Measure | Time point (month) | ||
Baseline | 3-month follow-up | 6-month follow-up | |
Sociodemographic measures | X | ||
Patient self-report measures (both groups) | |||
SF-12 Mental Health | X | X | X |
SF-12 Physical Health | X | X | X |
Loneliness (De Jong Scale) | X | X | X |
Social isolation (Duke Social Support index) | X | X | X |
Campaign to End Loneliness scale | X | X | X |
Collective Efficacy in Networks Scale (CENS) | X | X | X |
Social support (SPA) | X | X | X |
Warwick Edinburgh Mental Well-Being Scale (SWEMWBS) | X | X | X |
Perceptions of loneliness (modified B-IPQ) | X | X | X |
Participant engagement with new activities | X | X | X |
Patient measures (network mapping, intervention group only) | |||
Social network composition change | X | X | |
Economic measures | |||
SF-6D | X | X | X |
Capability well-being (ICECAP-A) | X | X | X |
Health and social care use | X | X | X |
Process evaluation | |||
Qualitative interviews with participants | X | X | X |
Qualitative interviews with facilitators and stakeholders | X | X | X |
Observations of facilitation | X | ||
Community staff observations of impact | X | X | X |
PALS, Project About Loneliness and Social networks.
Statistical analysis
All analyses will emphasise estimation and CIs over hypothesis testing, and will be conducted as intention-to-treat. Missing data will be assumed to be missing at random, unless accounting for more than 10% of the sample; if missingness is above this rate, approaches for dealing with missing data (eg, multiple imputation) will be discussed within the research team. Missingness will be reported for each arm and summaries of baseline characteristics of those lost to follow-up and those not will be used to judge potential sources of bias.

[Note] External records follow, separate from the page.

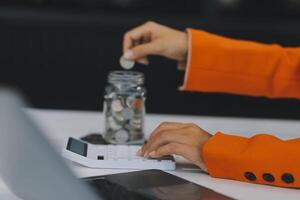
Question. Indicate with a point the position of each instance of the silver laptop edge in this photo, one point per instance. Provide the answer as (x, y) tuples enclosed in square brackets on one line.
[(28, 164)]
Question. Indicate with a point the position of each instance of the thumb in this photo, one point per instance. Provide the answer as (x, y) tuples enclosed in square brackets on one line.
[(142, 51)]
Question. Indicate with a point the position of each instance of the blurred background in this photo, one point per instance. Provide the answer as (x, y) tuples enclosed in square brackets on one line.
[(58, 52)]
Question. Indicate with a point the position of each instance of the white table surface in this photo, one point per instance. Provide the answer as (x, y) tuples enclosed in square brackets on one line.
[(58, 125)]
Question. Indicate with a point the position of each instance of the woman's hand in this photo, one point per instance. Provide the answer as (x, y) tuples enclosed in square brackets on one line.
[(155, 39), (182, 139)]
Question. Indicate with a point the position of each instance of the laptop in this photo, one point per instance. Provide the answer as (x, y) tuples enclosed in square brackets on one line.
[(33, 170)]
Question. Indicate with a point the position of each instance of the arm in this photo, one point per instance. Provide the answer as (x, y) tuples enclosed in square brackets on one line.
[(219, 64), (262, 159)]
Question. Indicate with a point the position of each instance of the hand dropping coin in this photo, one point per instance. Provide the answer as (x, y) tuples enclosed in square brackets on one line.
[(126, 64)]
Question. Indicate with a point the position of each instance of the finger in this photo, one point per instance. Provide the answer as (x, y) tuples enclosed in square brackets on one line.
[(143, 61), (166, 126), (190, 153), (144, 50), (181, 136), (181, 65), (136, 34), (163, 126)]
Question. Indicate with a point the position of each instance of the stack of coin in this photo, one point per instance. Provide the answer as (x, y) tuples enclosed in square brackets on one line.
[(124, 106), (124, 118)]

Baseline sociodemographic data will be summarised within randomised arms using appropriate descriptive measures; likewise, all outcome measures will be summarised by arm at each timepoint. We will produce a forest plot of estimated effects for each outcome within each organisation to explore any variability in the impact of the intervention.
The primary analysis will involve a mixed-effects model (pending the model meeting the associated assumptions) comparing groups on SF-12 at 6 months. The model will include a random intercept for facilitator and organisation, with participants clustered within facilitators clustered within organisation (hence a three-level model) and control for baseline SF-12. This analysis will be complemented by an analysis using the same framework but with SF-12 as the outcome and a random coefficient for time, where repeated measurements are clustered within participants (hence a four-level model).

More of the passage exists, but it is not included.